Sure enough, this was exactly what I was looking for: a proxy service on the gmodules domain to fetch any textual content. I reverted back to the old iframes, patched everything up to go through the proxy, and voila, I can now pass data to my app! Everything looks the same as before, but I've now included a patch script in the source code repository to be run every time the g3p is compiled. I also got rid of the history frame, but theoretically this could be made to work. If you want to know exactly what I need the script for, you can take a look at it here.

Anyway, I've really got to get going, even though I've left out some details and clarifications, they will have to wait for another time. Until then, have fun running circles around cross-domain security.

Monday, April 23, 2007

Keep On Keeping On

So it didn't take too long for me to realize I had the g3p project setup all wrong. When I posted last I was using Google Code to host the GWT compiled files (which are the Javascript/HTML/CSS source files) and not the actual Java source. This was stupid for more than one reason. First of all, GWT hashes the names of the important compiled files in order to prevent browsers from caching them. This would have been a nightmare to manage with subversion so I'm glad I was able to fix this early on. Second of all, it doesn't make any sense to have an open-source project that doesn't provide you with the actual source. So after many iterations of trying to get the directory structure right, the svn trunk finally contains the *right* elements.

This means in order to compile you will have to:
a) create a new project in GWT with the name com.flatown.client.g3p (this requires downloading GWT of course)
b) checkout the source code from Google Code into the src/ directory for your GWT distribution (you might have to delete the files GWT created there first)

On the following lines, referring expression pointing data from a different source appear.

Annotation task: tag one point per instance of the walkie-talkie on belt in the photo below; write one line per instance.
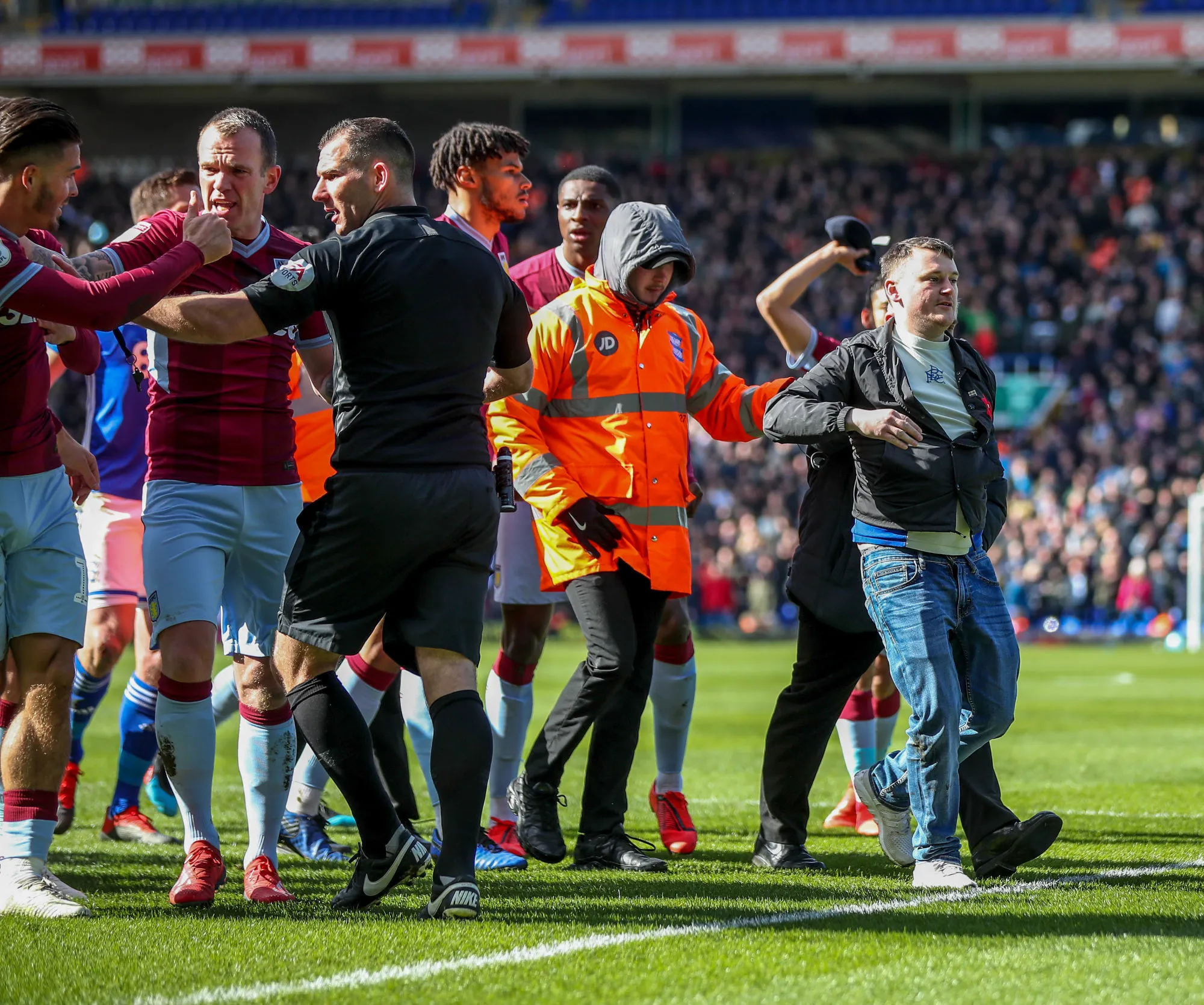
(504, 476)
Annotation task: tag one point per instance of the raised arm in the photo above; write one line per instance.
(727, 408)
(777, 302)
(208, 319)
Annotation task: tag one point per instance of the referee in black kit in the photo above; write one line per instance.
(423, 320)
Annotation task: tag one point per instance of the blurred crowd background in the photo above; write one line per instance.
(1083, 281)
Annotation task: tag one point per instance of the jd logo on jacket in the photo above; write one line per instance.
(606, 344)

Of course, this doesn't solve the problem of being able to use it as a Google Gadget. I was not happy with the idea of checking out the source code on my server and having to sync/recompile it every time I made changes. Nor did I like that I would have to install Java on the server in order to do this (I don't even know if I'm allowed to). My solution to this was to create a bash script that executes a simple rsync command to synchronize my local public/ directory with my server's, which isn't all that clever. Nonetheless, after all this, I finally have a comfortable development cycle.

I've also already done a decent amount of work on the gadget itself, which can now be found at:

http://www.flatown.com/g3p/g3p.xml

(If you use the Google Personalized Homepage just click Add Stuff in the upper righthand corner, then click Add by URL next to the search box button and paste the above URL into the textbox that pops up)

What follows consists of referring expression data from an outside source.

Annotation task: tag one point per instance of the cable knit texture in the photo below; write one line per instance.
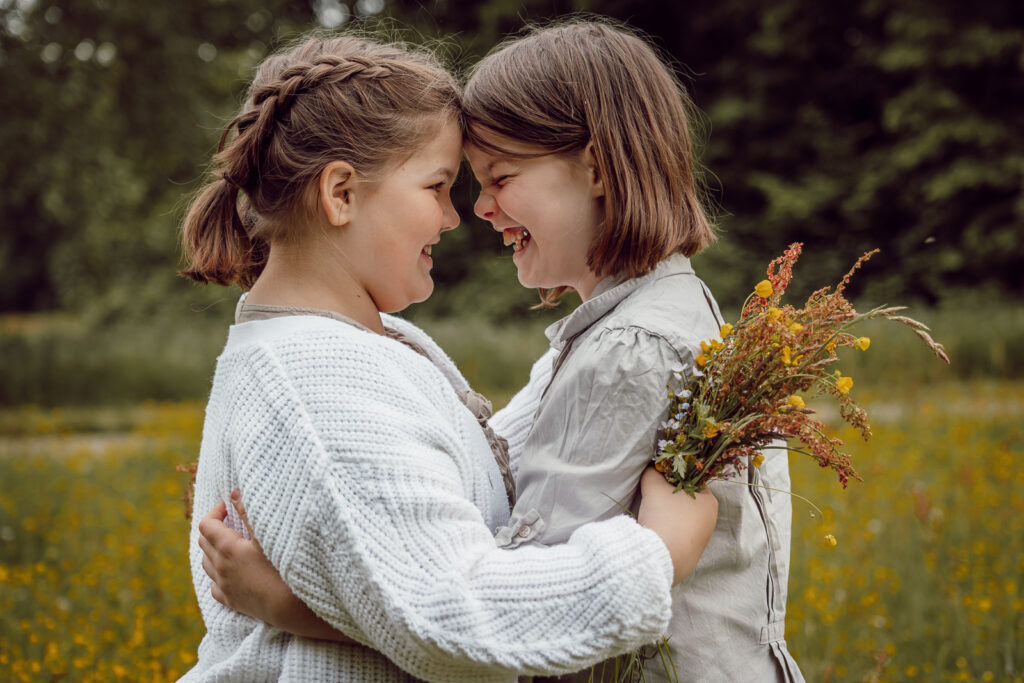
(367, 482)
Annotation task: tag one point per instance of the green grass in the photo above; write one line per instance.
(927, 582)
(53, 360)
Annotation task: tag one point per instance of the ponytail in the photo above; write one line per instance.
(216, 245)
(323, 99)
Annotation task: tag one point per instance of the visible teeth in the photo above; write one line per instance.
(515, 237)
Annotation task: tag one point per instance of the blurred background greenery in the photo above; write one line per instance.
(846, 125)
(851, 125)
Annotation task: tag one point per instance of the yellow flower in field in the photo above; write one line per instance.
(763, 289)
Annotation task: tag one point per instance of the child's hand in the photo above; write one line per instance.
(684, 523)
(245, 581)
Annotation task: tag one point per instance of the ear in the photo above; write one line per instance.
(593, 172)
(337, 182)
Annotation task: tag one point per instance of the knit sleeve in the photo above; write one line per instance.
(515, 420)
(387, 547)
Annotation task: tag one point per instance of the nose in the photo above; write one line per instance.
(451, 218)
(484, 207)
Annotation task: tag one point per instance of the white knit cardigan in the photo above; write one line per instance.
(366, 480)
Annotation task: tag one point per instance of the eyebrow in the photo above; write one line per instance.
(495, 162)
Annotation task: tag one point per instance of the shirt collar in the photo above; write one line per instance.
(608, 293)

All in all I'm pretty happy with the progress I've made. Next time I'll go into the details of the actual Java/GWT development process, which even so far could have been a whole blog entry unto itself. Anyway, back to work...

Wednesday, April 18, 2007

GWT Gadgets, etc.

So I knew that I wanted to create the g3p gadget using the Google Web Toolkit (GWT), since we all know writing AJAX by hand can be a pain in the ass and this is almost exactly what GWT was created for. However, when I wrote my first Google gadget for the student gadget contest back in November, I did in fact first write it without the GWT, and then later started to rewrite it using the GWT. If you want to see what these look like, here is Version 1 and Version 2 (these are links to the XML files, you can try them out by adding them to your Personalized Google homepage).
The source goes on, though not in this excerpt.